7.1 The personal data subject has the right to:
- receive information concerning the composition of their personal data and the procedure for its processing;
- access their personal data;
- request the clarification of personal data, their blocking or destruction if the personal data is incomplete, outdated, inaccurate, illegally obtained, or not necessary for the stated purpose of processing;
- withdraw consent to the processing of their personal data, written in free form through the personal account, or by sending a request to the email address marked "Withdrawal of Consent";
7.2 Personal data subjects are obliged to:
- provide accurate information about themselves to the extent necessary for the purpose of processing;
- inform the Operator about the clarification (updating, change) of their personal data.
8. Security Information.
The Operator takes the necessary legal, organizational and technical measures aimed at protecting personal data. A person responsible for organizing the processing of personal data has been appointed, local regulations governing work with personal data have been developed and approved, access of unauthorized persons to personal data has been excluded, antivirus protection is used, and access rights are differentiated. Also, the security of the infrastructure is ensured by information protection tools of a certified provider that have passed conformity assessment.

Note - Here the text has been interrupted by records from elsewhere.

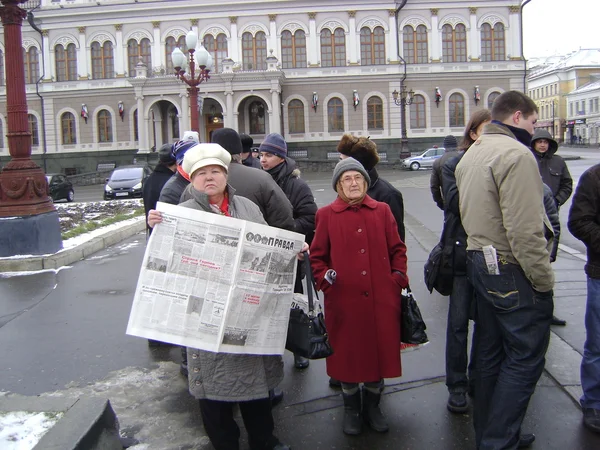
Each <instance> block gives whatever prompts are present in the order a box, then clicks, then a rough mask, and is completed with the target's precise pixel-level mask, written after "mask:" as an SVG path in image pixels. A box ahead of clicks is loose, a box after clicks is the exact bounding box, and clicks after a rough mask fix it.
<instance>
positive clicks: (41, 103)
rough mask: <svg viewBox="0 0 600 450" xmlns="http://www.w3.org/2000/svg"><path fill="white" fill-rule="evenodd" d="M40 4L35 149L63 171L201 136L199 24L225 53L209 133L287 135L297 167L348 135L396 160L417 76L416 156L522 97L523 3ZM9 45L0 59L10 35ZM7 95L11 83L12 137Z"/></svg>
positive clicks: (4, 121)
mask: <svg viewBox="0 0 600 450" xmlns="http://www.w3.org/2000/svg"><path fill="white" fill-rule="evenodd" d="M29 3H32V2H29ZM38 3H40V5H39V8H37V9H35V10H34V11H33V20H32V23H33V24H34V26H35V27H32V26H30V25H28V24H27V23H24V25H23V47H24V55H25V75H26V80H27V83H28V84H27V93H28V95H27V99H28V107H29V120H30V124H31V130H32V134H33V153H34V156H35V157H36V159H38V160H39V159H41V158H42V157H43V158H44V159H45V160H46V164H47V166H48V169H49V170H52V171H62V172H64V171H66V172H68V173H74V172H76V173H81V172H85V171H90V170H95V167H96V164H97V163H103V162H115V163H119V164H120V163H124V162H126V161H129V162H130V161H131V160H132V158H134V157H136V155H137V158H138V159H139V158H140V157H141V156H140V154H144V153H148V152H151V151H152V150H154V149H156V148H158V147H160V146H161V145H162V144H163V143H165V142H172V141H173V140H175V139H177V138H178V137H179V136H181V135H182V134H183V131H185V130H187V129H189V128H190V111H189V110H190V106H189V98H188V92H187V86H186V85H185V84H184V83H182V82H181V81H179V80H177V78H176V77H175V75H174V71H173V67H172V62H171V57H170V54H171V52H172V51H173V49H174V48H176V47H178V46H179V47H182V49H184V50H185V48H183V47H184V46H185V34H186V33H187V32H188V30H189V29H190V28H191V29H192V30H193V31H195V32H196V33H197V34H198V36H199V37H200V40H201V41H203V42H204V45H205V47H206V48H207V50H208V51H209V52H210V53H211V55H212V56H213V60H214V69H213V71H212V72H211V78H210V80H208V81H207V82H205V83H202V84H201V85H200V86H199V88H200V96H201V102H200V103H201V106H200V108H201V115H200V134H201V136H202V138H203V139H209V138H210V133H211V132H212V131H213V130H214V129H216V128H219V127H222V126H227V127H232V128H235V129H237V130H238V131H240V132H245V133H248V134H250V135H251V136H253V137H254V140H255V143H257V144H258V143H260V142H261V140H262V139H263V138H264V136H265V135H266V134H268V133H271V132H278V133H281V134H283V135H284V136H285V138H286V140H287V141H288V143H289V146H290V149H291V152H292V153H291V154H292V155H293V156H295V157H296V158H309V159H325V158H327V153H331V152H334V151H335V148H336V145H337V142H338V141H339V139H340V137H341V136H342V135H343V133H345V132H350V133H353V134H356V135H369V136H371V138H372V139H374V140H376V142H377V143H378V146H379V149H380V152H381V153H382V154H383V155H384V156H387V158H388V160H394V159H397V158H398V151H399V148H400V137H401V108H400V107H399V106H397V105H396V104H395V103H394V101H393V98H392V92H393V91H394V90H400V81H401V78H402V77H403V76H404V73H405V72H406V79H405V85H406V87H407V89H409V90H410V89H412V90H413V91H414V94H415V95H414V98H413V102H412V104H411V105H410V106H408V107H407V108H406V128H407V136H408V139H409V145H410V148H411V149H412V150H417V149H420V148H423V147H425V146H427V145H430V144H432V143H439V144H441V141H442V139H443V137H444V136H445V135H447V134H456V135H459V134H461V133H462V131H463V128H464V126H465V124H466V121H467V120H468V117H469V115H470V114H471V113H472V112H473V111H474V110H476V109H478V108H482V107H488V105H490V104H491V102H492V101H493V99H494V98H495V97H496V96H497V95H499V94H500V93H501V92H503V91H505V90H509V89H519V90H523V88H524V74H525V72H524V61H523V59H522V57H521V54H522V53H521V11H520V6H519V2H517V1H504V0H486V1H481V0H480V1H450V0H438V1H435V2H433V1H422V0H418V1H417V0H408V1H399V2H394V1H382V0H375V1H374V2H371V3H368V2H364V1H359V0H344V1H339V0H328V1H326V2H323V1H320V2H319V1H312V0H305V1H302V2H298V1H294V0H279V1H267V0H264V1H254V2H241V1H231V0H220V1H214V0H206V1H202V2H198V1H191V0H171V1H159V0H93V1H92V0H41V2H38ZM36 28H37V30H36ZM0 50H1V51H2V55H0V56H1V58H0V61H1V60H2V59H3V55H4V47H3V40H2V44H0ZM402 59H403V60H404V61H405V63H406V64H403V63H402ZM3 67H4V66H3V65H2V66H0V75H2V78H3V72H4V71H3ZM2 81H3V80H2ZM2 84H4V83H2ZM436 89H438V90H439V93H440V94H441V98H440V99H439V100H440V101H438V102H436ZM5 100H6V96H5V91H4V87H3V86H0V127H1V129H2V133H1V135H2V136H4V134H5V130H6V102H5ZM355 103H358V104H357V105H355ZM7 158H8V148H7V141H6V138H5V137H3V141H2V140H0V159H2V160H3V161H5V160H6V159H7Z"/></svg>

9. Terms and Conditions for Termination of Personal Data Processing.
The period of processing of personal data is determined by the achievement of the purposes for which they were collected, but is limited by the statute of limitations (3 years according to the Civil Code of the Russian Federation), as well as the requirements of the Tax Code of the Russian Federation (5 years according to the Tax Code of the Russian Federation, Federal Law No. 402-FZ of December 6, 2011 "On Accounting").
Also, personal data is destroyed in the event of liquidation of the Operator's legal entity; on the basis of a written request from the personal data subject with a requirement to stop processing their personal data (withdrawal of consent). In such cases, personal data is destroyed within 30 days.